Statement of Purpose To address current gaps in drowning research and inform local prevention efforts, our objective is to describe the epidemiology and clinical characteristics of pediatric drowning patients. In addition to an updated description of epidemiological patterns of injury, a more in-depth understanding of current clinical presentations and management is warranted to better characterize severity for nonfatal cases.
Methods/Approach A retrospective descriptive chart review of pediatric patients evaluated in a mid-Atlantic urban pediatric emergency department from January 2018 to December 2020.
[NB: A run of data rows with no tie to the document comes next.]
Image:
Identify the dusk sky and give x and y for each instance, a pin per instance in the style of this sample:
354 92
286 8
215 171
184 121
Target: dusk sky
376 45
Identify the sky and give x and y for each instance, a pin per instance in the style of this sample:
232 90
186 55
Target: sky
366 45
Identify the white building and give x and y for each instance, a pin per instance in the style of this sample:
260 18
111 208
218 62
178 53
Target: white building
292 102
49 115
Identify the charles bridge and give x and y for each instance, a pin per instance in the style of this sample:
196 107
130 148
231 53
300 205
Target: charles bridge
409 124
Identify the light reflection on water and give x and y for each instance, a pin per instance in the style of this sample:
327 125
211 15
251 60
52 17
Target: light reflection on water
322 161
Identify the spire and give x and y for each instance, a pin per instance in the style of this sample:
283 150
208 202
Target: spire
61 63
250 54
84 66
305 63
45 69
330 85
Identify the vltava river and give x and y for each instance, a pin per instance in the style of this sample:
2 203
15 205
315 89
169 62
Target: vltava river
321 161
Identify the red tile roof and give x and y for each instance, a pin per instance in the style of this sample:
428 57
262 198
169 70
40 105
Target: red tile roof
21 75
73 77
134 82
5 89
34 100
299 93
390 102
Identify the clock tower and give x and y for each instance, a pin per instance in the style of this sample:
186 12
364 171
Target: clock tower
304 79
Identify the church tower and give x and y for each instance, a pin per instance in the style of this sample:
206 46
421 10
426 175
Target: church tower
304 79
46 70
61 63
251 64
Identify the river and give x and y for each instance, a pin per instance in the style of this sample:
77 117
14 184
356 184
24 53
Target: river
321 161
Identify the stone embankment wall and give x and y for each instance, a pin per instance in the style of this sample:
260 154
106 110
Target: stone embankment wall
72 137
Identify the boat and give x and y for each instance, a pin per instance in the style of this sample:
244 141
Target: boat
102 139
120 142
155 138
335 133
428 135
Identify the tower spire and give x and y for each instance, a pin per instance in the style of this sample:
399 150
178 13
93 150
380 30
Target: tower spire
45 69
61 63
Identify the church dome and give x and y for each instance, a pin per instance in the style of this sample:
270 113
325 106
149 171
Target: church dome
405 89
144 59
Results 57 patients aged 0–18 years were identified. Patients 1–4 years of age represented 53% of those identified. Similar numbers of African American (N=24, 42%) and Caucasian (N=22, 38%) patients presented for evaluation following drowning. Although the majority of events were unintentional, one event was a self-injury with drowning as the mechanism of suicide attempt. More than half of the patients required CPR (N=32, 56%) and/or admission (N=32, 56%). The majority of patients survived (N=54, 95%) despite need for high level of intervention. Many patients (77%) had chest x-rays obtained, and of those, 59% were abnormal. About 70% of events occurred Friday through Saturday (N=40), in a pool (N=40), and during the summer (N=41).
Conclusions Drowning can be an intentional or unintentional source of injury in pediatric patients. Among the patients who presented to the emergency department after a drowning event, most received CPR and/or were admitted. In this study population, weekends, outdoor pools, and summer season are potential high yield targets for drowning prevention efforts.
Significance This study presents some epidemiological and clinical patterns that are helpful to inform prevention approaches. It is worth noting that rates of pediatric suicidal ideation and attempts have risen due to stressors related to COVID-19, and recognizing that drowning can be a mechanism of self-injury is important.